The nuns take care of a lot of important tasks in the church. They clean, garden, and prepare food for our after-liturgy coffee hour, lead in the choir, and handle a lot of the church administrative duties. Their contributions are very valuable! When I was in America, my local church did not have any monastics serving. It fell on the parishioners to do all that work, and things were very difficult.

Even though their service to our parish is very important, the example they set for us is even more crucial. Orthodox monastics take on vows of obedience, poverty, and chastity. These are very big sacrifices: a vow of obedience means not being able to decide how to live your own life. A vow of poverty means committing to living simply, and not being able to accumulate wealth or ensure your own financial security. A vow of chastity means giving up on  marriage and raising a family. When they are in monasteries, they spend all their time in prayer, in repentance and in hospitality: interceding for and serving those who are in need. For a us in this generation, obsessed with wealth, obsessed with possessions, and obsessed with ourselves, these faithful men and women are a powerful witness that a life of prayer, servanthood and self-sacrifice is possible, worthwhile, and necessary.
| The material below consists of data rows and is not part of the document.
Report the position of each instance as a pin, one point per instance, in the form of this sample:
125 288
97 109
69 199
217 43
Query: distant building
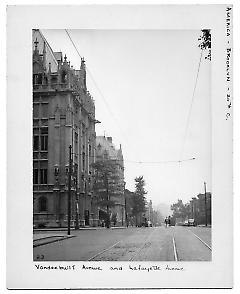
149 211
63 115
105 150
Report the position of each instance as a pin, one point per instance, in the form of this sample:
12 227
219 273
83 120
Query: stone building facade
63 115
105 150
201 208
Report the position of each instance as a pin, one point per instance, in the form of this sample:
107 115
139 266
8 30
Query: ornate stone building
63 115
105 150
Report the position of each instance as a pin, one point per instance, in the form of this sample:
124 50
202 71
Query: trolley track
97 257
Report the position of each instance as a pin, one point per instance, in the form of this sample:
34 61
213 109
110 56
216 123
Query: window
36 110
64 77
83 161
35 143
45 110
44 139
35 176
76 137
43 176
42 203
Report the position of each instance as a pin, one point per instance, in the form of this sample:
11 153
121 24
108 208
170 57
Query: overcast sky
147 80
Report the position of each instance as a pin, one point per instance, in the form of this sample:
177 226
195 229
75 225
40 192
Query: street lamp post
77 206
126 216
69 189
205 202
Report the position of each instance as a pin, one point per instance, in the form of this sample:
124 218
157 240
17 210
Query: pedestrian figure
169 221
166 221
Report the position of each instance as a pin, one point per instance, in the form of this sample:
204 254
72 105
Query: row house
63 115
105 150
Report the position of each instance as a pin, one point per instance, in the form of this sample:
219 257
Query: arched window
64 77
42 203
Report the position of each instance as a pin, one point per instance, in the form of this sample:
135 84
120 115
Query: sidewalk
43 239
73 229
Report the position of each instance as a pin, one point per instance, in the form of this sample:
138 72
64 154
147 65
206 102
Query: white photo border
21 270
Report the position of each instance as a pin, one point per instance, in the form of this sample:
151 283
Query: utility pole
126 217
205 201
69 188
108 212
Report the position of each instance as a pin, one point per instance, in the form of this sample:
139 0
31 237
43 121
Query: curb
52 241
80 229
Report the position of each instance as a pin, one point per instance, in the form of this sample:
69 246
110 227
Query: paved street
136 244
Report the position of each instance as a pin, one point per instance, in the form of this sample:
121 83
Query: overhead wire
110 111
97 87
188 119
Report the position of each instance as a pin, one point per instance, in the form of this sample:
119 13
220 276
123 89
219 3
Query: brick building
63 115
105 149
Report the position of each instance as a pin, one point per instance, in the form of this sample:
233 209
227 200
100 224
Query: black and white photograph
119 147
122 145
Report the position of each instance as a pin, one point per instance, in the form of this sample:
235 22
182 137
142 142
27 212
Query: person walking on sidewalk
166 221
169 221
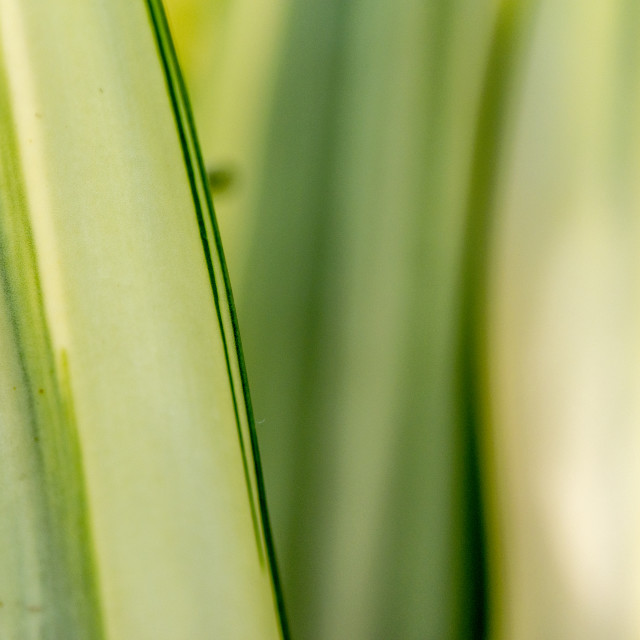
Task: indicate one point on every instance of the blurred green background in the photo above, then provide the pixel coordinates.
(430, 214)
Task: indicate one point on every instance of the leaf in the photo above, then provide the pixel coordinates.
(131, 506)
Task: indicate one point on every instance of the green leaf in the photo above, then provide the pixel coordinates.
(130, 504)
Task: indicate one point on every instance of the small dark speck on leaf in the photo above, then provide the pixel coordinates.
(220, 179)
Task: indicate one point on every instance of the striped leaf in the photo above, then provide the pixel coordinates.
(130, 505)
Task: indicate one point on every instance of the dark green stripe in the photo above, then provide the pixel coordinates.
(491, 131)
(186, 131)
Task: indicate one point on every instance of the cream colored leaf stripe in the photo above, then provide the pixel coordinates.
(218, 273)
I remember asking once a nun serving in Singapore how long she was going to live there. She answered that she could not know- if the bishop asks her to go to Africa tomorrow, she would pack her bags immediately and go. As someone used to living a predictable, comfortable life, the idea of having so little control is really scary- may God grant me so much faith!

Their example is especially crucial in a place like Malaysia, since there is not a long tradition of  Orthodox Christianity and we have a lot of recent converts.  As Orthodox Christians we believe that thought and action are inseparable: it is not enough that we can learn Orthodox theology by reading books, we also have to learn how to behave in a Christian manner. From the example of the monastics we learn how and when to cross ourselves and to bow during services, but also how to treat one another with kindness, to serve others in a selfless manner, and to always be harsh on our own sins while showing mercy and patience when others do wrong.  With very few exceptions, the monastics that serve here don’t speak any English- but from spending time with them I have discovered that you can learn a lot from someone even when they don’t say anything.

My protestant friends have a hard time understanding monasticism. They have asked me, would it not better serve the church and the world to have a successful career and raise a healthy family? It is easy to understand their point of view. I have met monastics with law degrees and PhDs, and you could argue they are not putting those qualifications to good use. But Jesus calls all of us to serve in different ways, and all of those ways are crucial. At the core of the Christian life is the idea of dying to oneself, of loving self-sacrifice for God’s sake and for the sake of other people. This is embodied by Christ’s sacrifice on the cross, and this is lived out in the lives of Christians in many different ways. There is a need for faithful doctors, lawyers, teachers, workers, fathers and mothers- and they live out Christian lives of prayer, repentance, sacrifice and servanthood in their own manner. But there is also a need for people who are called to give up everything to follow Christ, in a most literal way-  those called to the monastic life have this opportunity.

As our Orthodox community in Malaysia grows, it is my hope and prayer that there will eventually be a strong Malaysian community of nuns and monks to pray for our country, to serve as a living witness to Orthodox Christians here, and eventually to bless other nations- in the same way these faithful Russian and Ukrainian monastics are a blessing to us now.